While the couple are partly clothed, there's no doubt what they are doing or how little empathy Telly brings to this headboard-slamming seduction. And then afterward, the boy brags about his success to a buddy. The two friends then while away a few hours getting drunk, kicking cats and urinating on the streets. A little later, they do some drugs at an older guy's place, which leads to a foul and misogynistic discussion.

Still later in the day, they all get even more stoned and go to the park, where they beat a stranger to a pulp and leave him for dead. Later, there's a party at somebody's house, where everybody gets puking drunk and passes out in a heap.
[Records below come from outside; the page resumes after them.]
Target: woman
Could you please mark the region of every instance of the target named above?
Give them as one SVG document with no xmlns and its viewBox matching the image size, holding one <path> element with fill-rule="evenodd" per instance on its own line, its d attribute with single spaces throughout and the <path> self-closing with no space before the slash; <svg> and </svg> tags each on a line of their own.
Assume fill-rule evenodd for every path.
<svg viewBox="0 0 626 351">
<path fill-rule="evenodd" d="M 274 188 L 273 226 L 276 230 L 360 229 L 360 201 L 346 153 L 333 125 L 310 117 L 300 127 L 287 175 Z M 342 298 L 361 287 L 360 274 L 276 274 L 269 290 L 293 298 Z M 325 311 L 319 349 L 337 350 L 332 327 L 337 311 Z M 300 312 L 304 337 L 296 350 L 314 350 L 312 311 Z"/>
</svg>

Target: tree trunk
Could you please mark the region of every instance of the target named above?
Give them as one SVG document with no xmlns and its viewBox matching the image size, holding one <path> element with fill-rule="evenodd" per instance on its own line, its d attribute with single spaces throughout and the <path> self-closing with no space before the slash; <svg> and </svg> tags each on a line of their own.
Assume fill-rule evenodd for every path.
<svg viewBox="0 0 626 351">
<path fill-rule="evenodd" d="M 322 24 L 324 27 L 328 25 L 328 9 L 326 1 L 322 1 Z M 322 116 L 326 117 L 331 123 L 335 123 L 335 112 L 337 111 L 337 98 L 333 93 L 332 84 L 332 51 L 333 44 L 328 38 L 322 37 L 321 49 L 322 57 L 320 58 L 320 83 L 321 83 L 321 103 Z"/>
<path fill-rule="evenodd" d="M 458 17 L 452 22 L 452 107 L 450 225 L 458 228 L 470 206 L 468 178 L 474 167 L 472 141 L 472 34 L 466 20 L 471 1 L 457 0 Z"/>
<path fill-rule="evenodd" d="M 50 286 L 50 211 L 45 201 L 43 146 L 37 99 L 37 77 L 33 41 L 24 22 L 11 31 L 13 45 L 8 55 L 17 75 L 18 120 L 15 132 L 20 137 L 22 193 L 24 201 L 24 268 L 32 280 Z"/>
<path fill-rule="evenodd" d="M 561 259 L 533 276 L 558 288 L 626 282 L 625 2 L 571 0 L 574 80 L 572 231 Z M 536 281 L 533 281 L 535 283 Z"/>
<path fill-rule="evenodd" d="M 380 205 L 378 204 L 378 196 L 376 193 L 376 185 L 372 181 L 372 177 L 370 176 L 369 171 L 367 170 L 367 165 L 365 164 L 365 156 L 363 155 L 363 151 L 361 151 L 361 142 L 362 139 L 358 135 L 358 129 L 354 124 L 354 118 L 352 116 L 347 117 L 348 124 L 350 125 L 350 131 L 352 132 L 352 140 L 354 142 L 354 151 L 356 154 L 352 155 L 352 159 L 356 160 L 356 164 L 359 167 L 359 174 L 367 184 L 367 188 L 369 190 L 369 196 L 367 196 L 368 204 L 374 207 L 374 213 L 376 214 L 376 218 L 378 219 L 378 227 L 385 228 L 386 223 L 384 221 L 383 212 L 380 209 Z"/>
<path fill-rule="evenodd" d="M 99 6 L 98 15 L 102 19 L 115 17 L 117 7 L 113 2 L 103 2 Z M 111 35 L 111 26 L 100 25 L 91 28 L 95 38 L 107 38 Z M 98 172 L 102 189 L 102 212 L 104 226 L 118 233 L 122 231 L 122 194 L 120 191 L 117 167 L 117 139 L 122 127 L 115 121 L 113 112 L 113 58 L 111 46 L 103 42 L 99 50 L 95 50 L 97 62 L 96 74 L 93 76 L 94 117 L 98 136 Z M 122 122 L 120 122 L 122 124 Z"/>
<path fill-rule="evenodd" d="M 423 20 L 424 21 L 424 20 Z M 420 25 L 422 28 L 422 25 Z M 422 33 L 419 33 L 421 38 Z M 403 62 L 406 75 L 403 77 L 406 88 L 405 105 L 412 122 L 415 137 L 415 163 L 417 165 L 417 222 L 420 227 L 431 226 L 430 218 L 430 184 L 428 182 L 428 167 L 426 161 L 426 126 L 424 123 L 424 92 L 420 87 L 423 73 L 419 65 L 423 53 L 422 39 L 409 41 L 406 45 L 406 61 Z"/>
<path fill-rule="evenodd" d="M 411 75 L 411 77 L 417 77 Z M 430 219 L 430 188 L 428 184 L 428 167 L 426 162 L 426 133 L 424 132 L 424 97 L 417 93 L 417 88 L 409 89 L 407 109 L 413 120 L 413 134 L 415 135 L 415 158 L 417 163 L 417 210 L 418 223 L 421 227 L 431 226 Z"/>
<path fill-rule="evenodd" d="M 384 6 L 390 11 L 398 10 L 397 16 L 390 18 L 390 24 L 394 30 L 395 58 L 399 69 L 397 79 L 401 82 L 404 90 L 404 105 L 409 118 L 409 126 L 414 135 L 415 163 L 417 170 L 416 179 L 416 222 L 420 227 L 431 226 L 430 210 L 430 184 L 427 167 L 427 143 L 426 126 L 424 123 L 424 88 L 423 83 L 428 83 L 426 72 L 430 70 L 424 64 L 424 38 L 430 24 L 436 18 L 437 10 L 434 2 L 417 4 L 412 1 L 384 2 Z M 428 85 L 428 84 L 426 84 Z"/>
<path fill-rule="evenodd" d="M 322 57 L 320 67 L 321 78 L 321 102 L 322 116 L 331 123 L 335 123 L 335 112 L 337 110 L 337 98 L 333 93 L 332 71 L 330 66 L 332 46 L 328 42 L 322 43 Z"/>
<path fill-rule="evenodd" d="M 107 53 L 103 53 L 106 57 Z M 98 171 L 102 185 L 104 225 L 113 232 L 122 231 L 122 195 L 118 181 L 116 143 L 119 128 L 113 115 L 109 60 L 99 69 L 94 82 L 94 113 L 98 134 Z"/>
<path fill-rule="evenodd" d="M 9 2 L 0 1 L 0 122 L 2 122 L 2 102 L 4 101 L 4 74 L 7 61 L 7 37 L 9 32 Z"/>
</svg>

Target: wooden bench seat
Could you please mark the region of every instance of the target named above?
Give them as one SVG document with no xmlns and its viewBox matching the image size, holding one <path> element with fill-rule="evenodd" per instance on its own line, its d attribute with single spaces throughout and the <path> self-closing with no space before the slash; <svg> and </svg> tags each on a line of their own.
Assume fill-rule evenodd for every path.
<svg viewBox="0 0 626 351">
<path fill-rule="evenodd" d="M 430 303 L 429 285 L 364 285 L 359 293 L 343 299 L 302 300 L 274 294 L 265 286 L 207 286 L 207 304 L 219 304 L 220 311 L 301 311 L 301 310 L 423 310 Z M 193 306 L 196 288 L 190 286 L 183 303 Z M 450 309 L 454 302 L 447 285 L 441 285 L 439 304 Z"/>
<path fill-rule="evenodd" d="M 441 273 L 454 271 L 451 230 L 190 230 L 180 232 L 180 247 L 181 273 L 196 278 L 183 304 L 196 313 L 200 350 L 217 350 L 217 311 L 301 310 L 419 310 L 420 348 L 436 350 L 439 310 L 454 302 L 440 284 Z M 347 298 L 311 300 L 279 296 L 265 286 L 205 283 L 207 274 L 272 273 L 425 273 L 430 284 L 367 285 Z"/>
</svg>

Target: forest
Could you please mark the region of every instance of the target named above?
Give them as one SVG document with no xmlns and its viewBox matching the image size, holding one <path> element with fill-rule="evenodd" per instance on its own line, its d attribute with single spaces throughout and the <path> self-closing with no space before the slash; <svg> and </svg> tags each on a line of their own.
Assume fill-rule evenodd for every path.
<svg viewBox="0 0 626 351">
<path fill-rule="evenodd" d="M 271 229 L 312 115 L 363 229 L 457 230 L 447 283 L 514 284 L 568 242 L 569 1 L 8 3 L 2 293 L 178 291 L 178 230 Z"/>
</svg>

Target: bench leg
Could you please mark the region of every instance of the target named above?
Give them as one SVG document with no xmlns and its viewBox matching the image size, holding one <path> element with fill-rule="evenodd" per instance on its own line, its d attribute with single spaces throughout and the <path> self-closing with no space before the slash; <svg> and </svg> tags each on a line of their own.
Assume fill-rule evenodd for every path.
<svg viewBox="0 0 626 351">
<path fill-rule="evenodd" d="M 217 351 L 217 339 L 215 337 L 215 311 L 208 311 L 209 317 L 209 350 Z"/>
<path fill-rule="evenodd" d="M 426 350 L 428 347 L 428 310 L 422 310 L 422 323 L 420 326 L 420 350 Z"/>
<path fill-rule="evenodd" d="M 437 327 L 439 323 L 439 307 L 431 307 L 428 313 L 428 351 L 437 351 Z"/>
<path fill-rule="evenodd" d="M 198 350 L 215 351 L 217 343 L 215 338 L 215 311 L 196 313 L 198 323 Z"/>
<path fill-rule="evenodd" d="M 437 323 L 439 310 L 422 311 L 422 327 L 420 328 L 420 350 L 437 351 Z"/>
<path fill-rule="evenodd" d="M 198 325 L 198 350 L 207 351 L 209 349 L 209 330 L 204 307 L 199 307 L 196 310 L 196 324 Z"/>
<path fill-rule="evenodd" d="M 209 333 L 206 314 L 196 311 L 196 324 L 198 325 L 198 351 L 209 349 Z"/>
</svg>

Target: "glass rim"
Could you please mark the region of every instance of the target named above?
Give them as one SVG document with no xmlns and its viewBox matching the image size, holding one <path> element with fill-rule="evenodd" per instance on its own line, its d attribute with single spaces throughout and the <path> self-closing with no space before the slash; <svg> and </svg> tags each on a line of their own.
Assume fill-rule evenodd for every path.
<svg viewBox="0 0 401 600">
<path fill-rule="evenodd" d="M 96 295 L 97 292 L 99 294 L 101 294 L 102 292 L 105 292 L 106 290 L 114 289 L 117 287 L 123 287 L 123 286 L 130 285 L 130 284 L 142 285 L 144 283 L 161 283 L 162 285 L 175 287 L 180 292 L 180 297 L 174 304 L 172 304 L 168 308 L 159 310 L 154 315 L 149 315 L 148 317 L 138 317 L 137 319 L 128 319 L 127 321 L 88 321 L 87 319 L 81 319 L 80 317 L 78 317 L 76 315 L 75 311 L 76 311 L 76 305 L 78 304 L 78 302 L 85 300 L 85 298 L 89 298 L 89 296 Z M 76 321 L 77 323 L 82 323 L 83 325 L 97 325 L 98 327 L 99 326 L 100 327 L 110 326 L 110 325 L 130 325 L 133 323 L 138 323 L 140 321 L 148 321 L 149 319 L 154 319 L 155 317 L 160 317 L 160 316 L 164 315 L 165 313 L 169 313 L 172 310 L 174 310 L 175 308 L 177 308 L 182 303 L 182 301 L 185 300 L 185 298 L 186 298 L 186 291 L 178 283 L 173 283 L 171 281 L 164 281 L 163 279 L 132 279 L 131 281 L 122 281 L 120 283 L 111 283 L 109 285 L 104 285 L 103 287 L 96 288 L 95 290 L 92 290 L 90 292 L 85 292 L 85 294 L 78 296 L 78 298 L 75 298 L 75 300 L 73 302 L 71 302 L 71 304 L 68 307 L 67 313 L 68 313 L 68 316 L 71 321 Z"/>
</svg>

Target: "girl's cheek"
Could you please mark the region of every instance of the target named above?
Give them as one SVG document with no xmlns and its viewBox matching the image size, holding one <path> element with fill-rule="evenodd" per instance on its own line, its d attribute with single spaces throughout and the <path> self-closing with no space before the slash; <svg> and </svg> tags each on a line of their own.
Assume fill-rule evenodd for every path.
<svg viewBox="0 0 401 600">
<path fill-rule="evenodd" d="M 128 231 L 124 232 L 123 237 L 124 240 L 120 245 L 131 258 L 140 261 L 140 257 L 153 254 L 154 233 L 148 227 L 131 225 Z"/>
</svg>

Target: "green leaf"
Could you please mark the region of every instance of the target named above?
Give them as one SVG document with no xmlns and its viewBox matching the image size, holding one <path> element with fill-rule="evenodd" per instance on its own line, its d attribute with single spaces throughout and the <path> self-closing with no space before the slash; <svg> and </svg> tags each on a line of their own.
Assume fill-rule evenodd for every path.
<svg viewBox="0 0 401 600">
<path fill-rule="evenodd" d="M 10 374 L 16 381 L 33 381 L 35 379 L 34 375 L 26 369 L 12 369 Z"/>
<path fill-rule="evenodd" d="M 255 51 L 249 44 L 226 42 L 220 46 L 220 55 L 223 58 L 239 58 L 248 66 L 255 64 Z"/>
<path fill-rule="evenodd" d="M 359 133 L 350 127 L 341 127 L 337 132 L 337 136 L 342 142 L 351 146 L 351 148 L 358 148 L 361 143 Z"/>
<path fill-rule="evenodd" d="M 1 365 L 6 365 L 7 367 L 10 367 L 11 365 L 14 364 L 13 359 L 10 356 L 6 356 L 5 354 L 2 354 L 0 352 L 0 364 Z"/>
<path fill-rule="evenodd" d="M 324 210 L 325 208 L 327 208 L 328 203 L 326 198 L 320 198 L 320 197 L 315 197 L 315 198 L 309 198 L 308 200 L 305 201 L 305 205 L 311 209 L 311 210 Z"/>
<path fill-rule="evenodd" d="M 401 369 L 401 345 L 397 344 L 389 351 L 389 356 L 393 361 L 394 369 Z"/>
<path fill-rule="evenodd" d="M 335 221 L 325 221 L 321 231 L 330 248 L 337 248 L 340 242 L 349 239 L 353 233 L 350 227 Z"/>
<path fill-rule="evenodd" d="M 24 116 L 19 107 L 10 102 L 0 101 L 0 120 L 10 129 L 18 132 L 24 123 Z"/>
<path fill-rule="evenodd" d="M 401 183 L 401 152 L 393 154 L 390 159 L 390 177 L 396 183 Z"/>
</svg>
"Kids" might scare parents silly, it's true. But most won't recognize their offspring among these youngsters, some of whom appear to be 9 or 10. None of them seems to have any viable connection to the world of adults. Aside from a bum with no legs, the only adult with a speaking part is Telly's mom, who's smoking a butt while breast-feeding her newborn. "Your mama's [breasts] are looking swell," opines Casper (Justin Pierce), Telly's confidant and constant companion. The name suits, for Casper lacks any real substance.

It's not an uncommon problem for the film's characters, who never develop. Even the pivotal Jennie (Chloe Sevigny), one of Telly's virgin conquests, fails to confront Telly upon learning that she is HIV-positive. The final act of the film is driven by her search for him, but when she finally finds him about to have sex with an even younger girl, she does nothing. Which leaves us with what?

Clark doesn't preach, which is fine, but he's as uncommunicative as Jennie. He doesn't seem to understand the characters, nor does he link their wasted lives to economic circumstances, social failures or accidents of birth. He doesn't tell us what he thinks, so other than revulsion, what can we feel?

"Kids," shot as cinema verite to further blur the line between reality and fiction, has been compared to "Rebel Without a Cause" and other classics of the juvenile delinquent genre. Its closest kin is "River's Edge," a 1987 film about a group of high school friends unable to choose between betraying a pal and concealing a murder. They had no moral compass. Clark's kids have neither compass nor compassion. They're just mannequins.

Kids is not rated, but no one under 18 will be admitted without an adult.